Pseudotachylyte is a quenched coseismic frictional melt. As such, pseudotachylyte may provide invaluable information on the processes occurring on fault at hypocentre depths. Of particular interest are pseudotachylytes hosted in high-grade rocks, as they may record seismic ruptures propagated in the middle and lower crust. However, pseudotachylyte in high-grade rocks may also result from shallow deformation after uplift, thus constraining ambient conditions of faulting is crucial although not trivial.

The mineralogy of pseudotachylyte includes microlites crystallized during melt quenching, glass recrystallization products and, for deep-seated pseudotachylytes, minerals reflecting re-equilibration to the ambient metamorphic conditions. In absence of ductile deformation of pseudotachylyte promoting re-equilibration, the estimate of P–T conditions is typically based on the microlites. For example, the presence of microlitic ‘cauliflower’ garnet has been interpreted to reflect high-grade ambient conditions of faulting.
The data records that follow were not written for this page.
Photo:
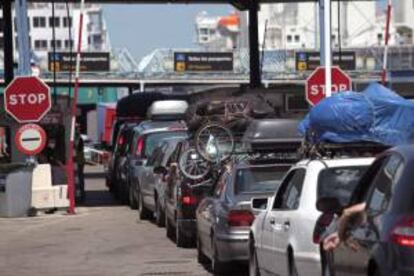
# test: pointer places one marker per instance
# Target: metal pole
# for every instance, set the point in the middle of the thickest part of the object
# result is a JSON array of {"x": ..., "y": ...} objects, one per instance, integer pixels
[
  {"x": 386, "y": 47},
  {"x": 322, "y": 31},
  {"x": 327, "y": 48},
  {"x": 255, "y": 76},
  {"x": 8, "y": 41},
  {"x": 71, "y": 165},
  {"x": 23, "y": 38}
]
However, Papa et al. (2023), described cauliflower-garnet-bearing pseudotachylytes hosted in granulite facies garnet-sillimanite-rich gneiss from Calabria and proposed shallow faulting conditions based on radiometric dating, suggesting that garnet can be transiently stable during quenching at shallow conditions.

Here we quenched at room conditions superheated (>2100 °C) melts produced by instantaneous laser-heating of the same peraluminous gneisses hosting the natural pseudotachylyte and compare the microlite population of the experimental glass with the microlites of the natural pseudotachylyte. Both the natural pseudotachylyte and the experimental glass contain: (i) acicular-shaped corundum microlites; (ii) sillimanite/mullite microlites overgrowing sillimanite clasts; (iii) skeletal-, dendritic-shaped spinel microlites, spatially associated with garnet, epitaxially nucleating on sillimanite/mullite and dispersed in the glass; (iv) microlitic cordierite, present in the natural pseudotachylyte as spherulitic aggregates and in the experimental glass as plumose microlites in melt-filled fractures of the wall-rock garnet; (v) newly formed euhedral rims of garnet epitaxial on garnet clasts and wall-rock garnet. The observed microlites crystallized during melt quenching following the same sequence, with slight differences due to the faster cooling rate of the experiments.

By comparing natural pseudotachylytes and experimentally produced analogues, we show that the mineralogy of natural microlites is essentially constituted by high-melting point phases and it is controlled by the local availability of chemical constituents and nucleation seeds (i.e. host-rock clasts). The experiments also prove that garnet can crystallize during quenching even at room conditions if seeds are available and the melt has the right composition. This observation calls for caution when using the mineralogy of pseudotachylytes, and in particular the presence of cauliflower garnet, to infer the depth of faulting. Finally, the melting experiments under static conditions highlight the relevance of thermal fracturing as deformation process aiding pseudotachylyte formation.

Papa et al. (2023), Lithos 460, 107375